A single piece of paper resting in my narrow mailbox announced my poem had been selected for the workshop. Be in Classroom X at three o’clock on Thursday. I picked my outfit with care. Purple peasant blouse, pearls (always), slim khaki skirt, two-inch-heel sandals with chunky brown straps. Sorority take on a hippie chick.
By three on Thursday, every desk in Classroom X was taken. Students folded on the floor in any available square, the walls were lined with leaners, and I was a nervous mess. This would be my first critique and it would be delivered by one of the world’s most famous poets in front of at least fifty people; students mostly but as many old people from town who could stuff in. May Sarton entered to applause. Tall, thin, thick waves of white gray hair standing from a long face with a strong, sharp chin and a large nose to support large, round glasses. She dispensed with opening remarks by emphasizing how enriching it was for her to interact with students, her favorite part of these programs.
She called the first student to the lectern and asked him to read his poem. When he returned to his seat, she presented a thoughtful review of the strong points in his composition, questioned some of the images, offered an idea or two on how to explore further. Gentle, respectful. And so it went for the next four students.

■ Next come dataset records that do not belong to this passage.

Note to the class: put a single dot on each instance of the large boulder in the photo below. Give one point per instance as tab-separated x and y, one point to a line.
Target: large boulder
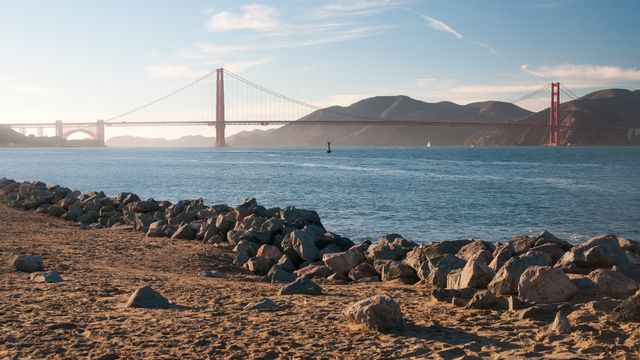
27	263
342	262
475	274
602	251
613	283
628	311
505	281
545	284
392	270
302	285
380	313
146	297
363	271
439	272
478	250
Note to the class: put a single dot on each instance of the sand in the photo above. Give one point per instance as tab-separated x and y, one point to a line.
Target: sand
85	317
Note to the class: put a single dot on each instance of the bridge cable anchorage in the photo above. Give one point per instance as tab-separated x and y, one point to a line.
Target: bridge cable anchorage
200	79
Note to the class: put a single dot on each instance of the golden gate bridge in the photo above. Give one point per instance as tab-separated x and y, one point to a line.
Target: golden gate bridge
242	102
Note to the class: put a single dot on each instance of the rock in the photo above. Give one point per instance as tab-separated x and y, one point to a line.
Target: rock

I was last. Acutely aware of the dark rings under the arms of my purple peasant blouse, I picked my way to the lectern. Mine was an incredibly simple poem and for that reason alone, I couldn’t believe she’d singled me out. Knees knocking, voice shaking, I began. “It’s called, ‘A Poet’s Prayer:’
Oh Lord / Come help your frustrated poet. / Bound by the witching hour / You plague me. / You bastard.

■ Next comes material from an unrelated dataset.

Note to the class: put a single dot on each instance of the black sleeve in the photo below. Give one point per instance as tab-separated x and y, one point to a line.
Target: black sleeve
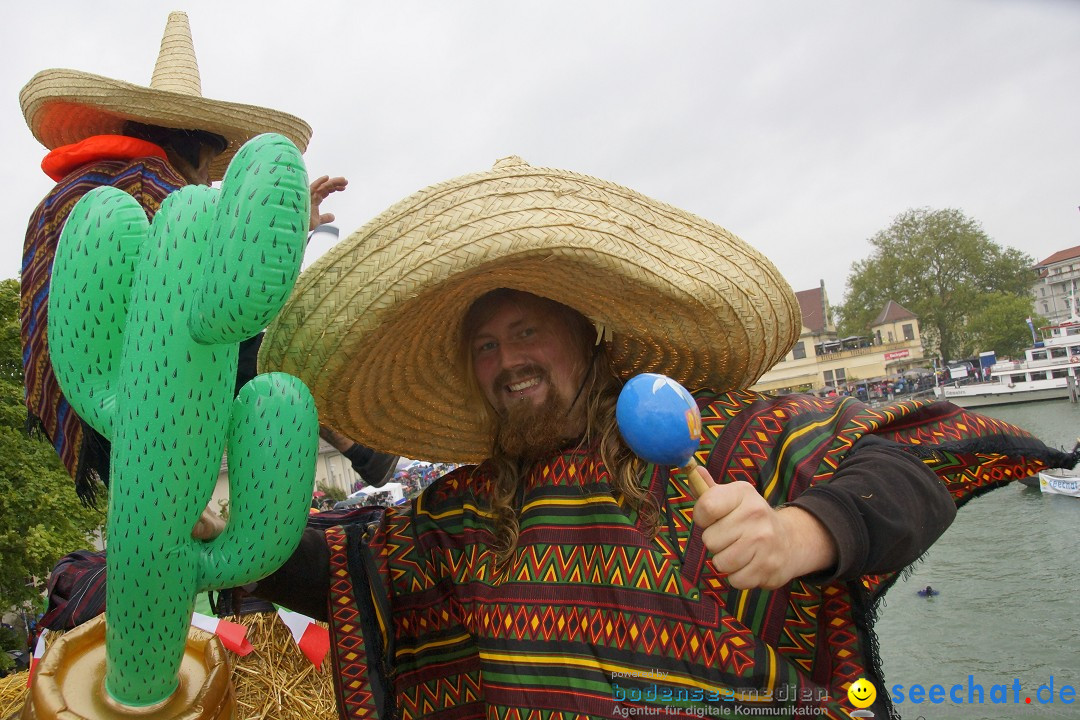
304	583
883	508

You tell me I will be a Voice / for your wonder, / a mystical medium / to describe the magic.
Then / You make the moon a pulsing disc of silver / And you charge the black water / With dancing electric eels of light. / And You put me on the seawall and whisper / ‘Tell them about ME.'”
My face burned from nerves and pride as I stepped across students sitting cross-legged in the aisle. I hadn’t even reached my seat when May Sarton began. This one, she explained, she saved for last because it was the weakest of the submissions. Immature. Childish. Shocking language for no reason. And worse of all, by her assessment? You say you can’t describe the scene and then you do it!

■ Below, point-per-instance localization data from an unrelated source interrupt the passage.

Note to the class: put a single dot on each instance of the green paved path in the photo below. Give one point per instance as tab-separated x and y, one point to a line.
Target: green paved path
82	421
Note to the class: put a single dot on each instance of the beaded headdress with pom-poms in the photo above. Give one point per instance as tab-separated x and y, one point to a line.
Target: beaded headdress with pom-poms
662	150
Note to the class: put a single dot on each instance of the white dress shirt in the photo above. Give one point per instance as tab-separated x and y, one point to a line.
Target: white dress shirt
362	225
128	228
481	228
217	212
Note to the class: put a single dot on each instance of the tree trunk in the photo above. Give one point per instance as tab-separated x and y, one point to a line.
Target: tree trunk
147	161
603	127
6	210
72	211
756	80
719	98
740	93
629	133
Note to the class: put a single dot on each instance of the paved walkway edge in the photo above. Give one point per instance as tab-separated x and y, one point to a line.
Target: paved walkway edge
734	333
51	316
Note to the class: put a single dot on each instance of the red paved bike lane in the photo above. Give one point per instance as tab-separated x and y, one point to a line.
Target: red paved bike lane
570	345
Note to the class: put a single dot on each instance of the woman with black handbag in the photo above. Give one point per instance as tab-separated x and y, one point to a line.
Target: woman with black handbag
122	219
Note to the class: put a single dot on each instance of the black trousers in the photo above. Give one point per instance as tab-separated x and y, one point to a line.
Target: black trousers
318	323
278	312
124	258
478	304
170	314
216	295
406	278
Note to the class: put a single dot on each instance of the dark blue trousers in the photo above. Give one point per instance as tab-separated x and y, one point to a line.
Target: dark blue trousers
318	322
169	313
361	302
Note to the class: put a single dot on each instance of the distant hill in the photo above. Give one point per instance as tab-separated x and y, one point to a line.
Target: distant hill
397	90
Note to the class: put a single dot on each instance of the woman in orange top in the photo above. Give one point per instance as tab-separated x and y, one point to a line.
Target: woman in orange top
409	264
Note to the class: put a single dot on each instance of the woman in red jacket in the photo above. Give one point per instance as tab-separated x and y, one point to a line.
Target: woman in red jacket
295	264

The room went uncomfortably silent. Then the program was over. I pushed through students and townies alike, focused only on finding the door of the room where my mother was teaching. Her class was just ending and she pulled me into a tight embrace. “What did that mean old lesbian do to my baby?” she hissed, stroking my hair while I sobbed on her shoulder.
What did she do? She said my poem was bad. By any measure, I’m sure it is. But that critique dammed up any urge to write poetry. And I now realize the experience colored my expectations of critiques. I attended two writer’s conferences between November and January; workshops at both tore chunks from my soul, even though the feedback was not exclusively negative. My problem lies between my ears: something physiological happens in my brain when a respected someone critiques my work. Unless they dance on the table, I start to emotionally hemorrhage.
In May of 1981, after that devastating workshop with May Sarton, I wanted only to erase every memory. But until school was out three weeks later, strangers kept stopping me on my way to class, or in the library, or at the post office to say shyly, “I liked your poem.” At the time, each attempt at comfort was salt in an open wound. Reading my journal 35 years later, I appreciate the kindness of those strangers.
It’s time to stop letting May Sarton’s careless words haunt and hurt me. But I also vow to submit only essays I’m unattached to for any future writer’s conferences. I’m unequipped to accept real feedback on my real work.
I’m a solitary witch. Perhaps I’m also a solitary writer.